As the investigation into the ever more murky 2G telecom spectrum scam continues, the Central Bureau of Investigation interrogated Idea Cellular CEO Sanjeev Aga and chairman of Anant Raj Group, a Delhi-based real estate company, Amit Sarin, the Indian Express reports. Meanwhile, the Supreme Court called for all correspondence between Department of Telecom (DoT) and mobile phone service provider S-Tel after it was alleged that the company was arm-twisted in 2010 to drop its opposition to alleged arbitrary change in policy, according to the Times of India.
The Department of Telecom allegedly moved the cut-off date for S-Tel's spectrum licenses up a month, from October 2007 to September 2007, to eliminate it from the race for India's mobile market, the TOI said. The unsubstantiated implication is that somebody pressured the DoT to remove S-Tel from the competition.

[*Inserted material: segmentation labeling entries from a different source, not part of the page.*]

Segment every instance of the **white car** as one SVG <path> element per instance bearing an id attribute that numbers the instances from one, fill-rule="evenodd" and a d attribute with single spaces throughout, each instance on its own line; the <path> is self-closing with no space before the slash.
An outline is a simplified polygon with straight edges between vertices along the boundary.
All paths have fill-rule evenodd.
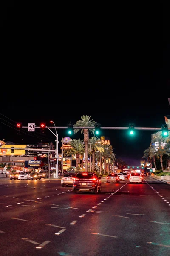
<path id="1" fill-rule="evenodd" d="M 18 180 L 29 180 L 30 172 L 21 172 L 18 175 Z"/>
<path id="2" fill-rule="evenodd" d="M 129 183 L 136 183 L 142 184 L 143 177 L 141 173 L 139 172 L 131 172 L 129 176 Z"/>
<path id="3" fill-rule="evenodd" d="M 117 175 L 119 177 L 120 180 L 125 180 L 125 176 L 123 173 L 118 173 Z"/>

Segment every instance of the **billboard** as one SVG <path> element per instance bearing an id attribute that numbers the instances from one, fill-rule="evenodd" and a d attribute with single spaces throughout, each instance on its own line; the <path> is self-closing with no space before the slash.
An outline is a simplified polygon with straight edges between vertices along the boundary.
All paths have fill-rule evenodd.
<path id="1" fill-rule="evenodd" d="M 25 148 L 27 147 L 27 145 L 3 145 L 2 146 L 3 148 L 6 148 L 3 149 L 0 148 L 0 156 L 20 156 L 25 154 L 26 154 L 26 151 L 25 150 L 20 150 L 19 149 Z M 18 149 L 8 149 L 9 148 L 12 147 L 17 148 Z"/>

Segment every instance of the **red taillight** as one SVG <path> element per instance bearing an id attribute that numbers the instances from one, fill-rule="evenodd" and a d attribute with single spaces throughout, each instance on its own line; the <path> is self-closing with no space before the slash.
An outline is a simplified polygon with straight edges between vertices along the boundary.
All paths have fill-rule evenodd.
<path id="1" fill-rule="evenodd" d="M 73 180 L 79 180 L 79 179 L 78 178 L 74 178 Z"/>

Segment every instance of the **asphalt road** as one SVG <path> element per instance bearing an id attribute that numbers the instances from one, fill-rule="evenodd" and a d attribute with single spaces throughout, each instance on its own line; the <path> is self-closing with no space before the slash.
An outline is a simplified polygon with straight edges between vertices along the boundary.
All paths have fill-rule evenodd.
<path id="1" fill-rule="evenodd" d="M 73 194 L 60 180 L 0 180 L 2 256 L 167 256 L 170 186 L 108 184 Z"/>

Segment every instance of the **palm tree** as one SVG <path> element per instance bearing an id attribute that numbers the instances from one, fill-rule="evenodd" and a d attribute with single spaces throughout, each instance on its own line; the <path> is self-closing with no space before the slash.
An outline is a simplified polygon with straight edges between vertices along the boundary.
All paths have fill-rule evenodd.
<path id="1" fill-rule="evenodd" d="M 81 117 L 82 120 L 77 121 L 76 123 L 73 125 L 74 127 L 90 127 L 95 126 L 96 122 L 94 121 L 93 119 L 90 120 L 91 116 L 83 116 Z M 79 131 L 81 130 L 81 133 L 84 135 L 84 141 L 85 145 L 85 172 L 88 171 L 88 141 L 89 139 L 89 132 L 94 134 L 95 129 L 87 129 L 85 128 L 74 129 L 74 132 L 75 134 L 76 134 Z"/>
<path id="2" fill-rule="evenodd" d="M 92 153 L 92 172 L 94 172 L 96 153 L 98 151 L 100 153 L 104 152 L 103 147 L 101 144 L 101 142 L 100 139 L 97 138 L 97 136 L 91 137 L 88 141 L 88 144 L 91 145 L 91 152 L 90 152 L 90 154 Z M 91 164 L 91 163 L 90 163 L 90 164 Z"/>
<path id="3" fill-rule="evenodd" d="M 156 148 L 156 153 L 157 158 L 159 159 L 160 157 L 161 167 L 162 168 L 162 171 L 164 170 L 163 166 L 163 156 L 164 155 L 167 155 L 169 157 L 170 156 L 170 152 L 169 149 L 169 147 L 167 145 L 164 146 L 164 145 L 162 144 L 161 142 L 158 142 L 158 146 Z"/>
<path id="4" fill-rule="evenodd" d="M 103 145 L 104 152 L 102 153 L 102 157 L 104 159 L 104 174 L 106 174 L 106 160 L 108 163 L 109 162 L 109 160 L 115 161 L 116 160 L 115 154 L 113 151 L 112 146 L 104 144 Z M 109 170 L 108 170 L 109 173 Z"/>
<path id="5" fill-rule="evenodd" d="M 79 164 L 80 156 L 83 155 L 85 152 L 85 146 L 83 143 L 83 140 L 76 139 L 71 140 L 68 144 L 71 146 L 71 148 L 68 148 L 63 151 L 63 155 L 66 157 L 68 157 L 73 155 L 73 157 L 76 156 L 76 167 L 78 169 Z"/>
<path id="6" fill-rule="evenodd" d="M 156 171 L 156 161 L 155 161 L 155 156 L 156 155 L 156 148 L 155 148 L 155 146 L 151 144 L 148 148 L 147 148 L 146 149 L 145 149 L 145 150 L 144 150 L 144 156 L 143 156 L 144 157 L 147 158 L 148 157 L 149 157 L 151 159 L 153 159 L 153 163 L 154 163 L 154 166 L 155 166 L 155 170 Z M 150 167 L 152 168 L 152 166 L 150 166 Z"/>

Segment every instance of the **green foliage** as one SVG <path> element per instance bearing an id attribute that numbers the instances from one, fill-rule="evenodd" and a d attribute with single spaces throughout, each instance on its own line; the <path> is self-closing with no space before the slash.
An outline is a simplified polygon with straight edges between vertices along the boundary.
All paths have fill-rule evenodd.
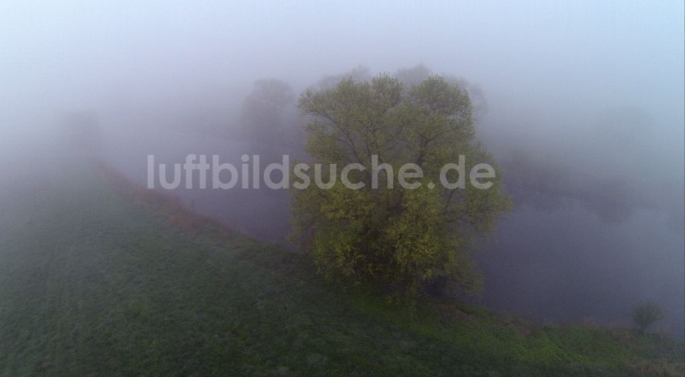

Meanwhile, the CBI interrogation Anant Raj's Sarin dealt with an alleged transfer of money to Swan Telecom, allegedly a front for billionaire Anil Ambani's Reliance Telecom.
The feds quizzed Idea's Aga about his company's merger with Spice Telecom, which allegedly involved overlapping spectrum licenses and violated rules on companies applying for multiple bands of spectrum, according to India Today.
The magazine also said that the Enforcement Directorate (ED) has initiated a probe into the non-compete agreement signed between Idea Cellular (which is controlled by Kumar Mangalam Birla, one of India's largest industrialists) and Spice communications. The agency will look into the motive behind a fee of around $120 million paid by Idea to Spice communications.